5. Yassine Bakhti: Perceptual Evaluation of Adversarial Attacks for CNN-based Image Classification

Abstract: Deep neural networks (DNNs) have recently achieved state-of-the-art performance and provide significant progress in many machine learning tasks, such as image classification, speech processing, natural language processing, etc. However, recent studies have shown that DNNs are vulnerable to adversarial attacks. For instance, in the image classification domain, adding small imperceptible perturbations to the input image is sufficient to fool the DNN and to cause misclassification. The perturbed image, called adversarial example, should be visually as close as possible to the original image. However, all the works proposed in the literature for generating adversarial examples have used the Lp norms (L0, L2 and L1) as distance metrics to quantify the similarity between the original image and the adversarial example. Nonetheless, the Lp norms do not correlate with human judgment, making them not suitable to reliably assess the perceptual similarity/fidelity of adversarial examples. In this Madness Session Idea, we want to emphasize the importance of using perceptual metrics or even develop a new one in order to craft imperceptible adversarial examples that completely fool the Deep neural network. We believe that this problem related to visual quality metric can be tackled by QoMEX community which is involved in both signal processing and image quality evaluation as perceived by the human visual system.

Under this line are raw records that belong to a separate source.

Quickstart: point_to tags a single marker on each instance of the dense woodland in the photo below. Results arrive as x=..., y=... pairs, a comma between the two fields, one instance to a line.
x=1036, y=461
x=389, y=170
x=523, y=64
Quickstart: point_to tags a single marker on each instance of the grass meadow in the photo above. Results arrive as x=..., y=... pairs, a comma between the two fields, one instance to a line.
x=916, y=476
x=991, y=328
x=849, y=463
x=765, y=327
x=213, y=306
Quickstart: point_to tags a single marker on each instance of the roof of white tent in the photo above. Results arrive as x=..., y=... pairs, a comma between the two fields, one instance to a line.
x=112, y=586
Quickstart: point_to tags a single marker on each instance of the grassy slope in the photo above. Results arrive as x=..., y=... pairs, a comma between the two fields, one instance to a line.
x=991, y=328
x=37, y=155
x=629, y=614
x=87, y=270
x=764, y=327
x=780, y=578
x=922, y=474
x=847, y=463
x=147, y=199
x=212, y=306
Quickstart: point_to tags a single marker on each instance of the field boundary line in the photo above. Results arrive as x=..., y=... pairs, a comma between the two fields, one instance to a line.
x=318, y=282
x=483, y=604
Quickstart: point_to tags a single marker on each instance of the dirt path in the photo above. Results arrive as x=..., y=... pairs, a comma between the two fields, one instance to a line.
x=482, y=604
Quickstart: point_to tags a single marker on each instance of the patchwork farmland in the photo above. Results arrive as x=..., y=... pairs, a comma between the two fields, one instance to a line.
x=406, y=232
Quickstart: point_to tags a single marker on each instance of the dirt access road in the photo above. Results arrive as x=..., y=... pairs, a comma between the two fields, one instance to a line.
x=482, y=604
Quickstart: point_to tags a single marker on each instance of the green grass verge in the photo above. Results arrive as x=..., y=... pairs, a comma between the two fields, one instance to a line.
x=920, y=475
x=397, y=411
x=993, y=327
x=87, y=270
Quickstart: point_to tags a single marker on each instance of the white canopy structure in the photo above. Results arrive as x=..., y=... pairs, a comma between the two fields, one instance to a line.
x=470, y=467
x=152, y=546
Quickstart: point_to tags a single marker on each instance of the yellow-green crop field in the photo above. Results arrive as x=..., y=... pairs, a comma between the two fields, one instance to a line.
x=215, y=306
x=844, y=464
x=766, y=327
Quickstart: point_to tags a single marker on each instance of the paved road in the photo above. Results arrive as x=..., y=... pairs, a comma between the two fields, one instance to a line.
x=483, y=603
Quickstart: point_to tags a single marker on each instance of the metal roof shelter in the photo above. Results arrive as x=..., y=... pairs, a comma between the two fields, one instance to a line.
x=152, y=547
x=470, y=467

6. Martin Varela: Coming full circle

Abstract: Despite different opinions on exactly when, where and how QoE came to be as a discipline, it is undeniably linked to the notion of Quality of Service. Lately, and partly due to my current job (quality monitoring for WebRTC platforms), I’ve been thinking about quality at the systems level. QoE is defined in terms of the user, and so, to speak about systems-level QoE is, at best, an abuse of language, and at worst, a deep conceptual misunderstanding. However, the intent when we say “service-level QoE” seems clear enough; we want to understand how users (as an aggregate) perceive the quality of our application or service. When looking at this, we can immediately find issues related to time, number of users, multiple sessions, etc. If, in a way QoE has been seen (at least by some actors) as “user-level QoS”, I would like to invite the community to try and think of “Quality of Service” as “Service-level QoE”. That is, how can we use QoE estimations for individual users, in short time scales (which is good first order approximation of what most QoE models give us), to better understand the overall quality of a given service?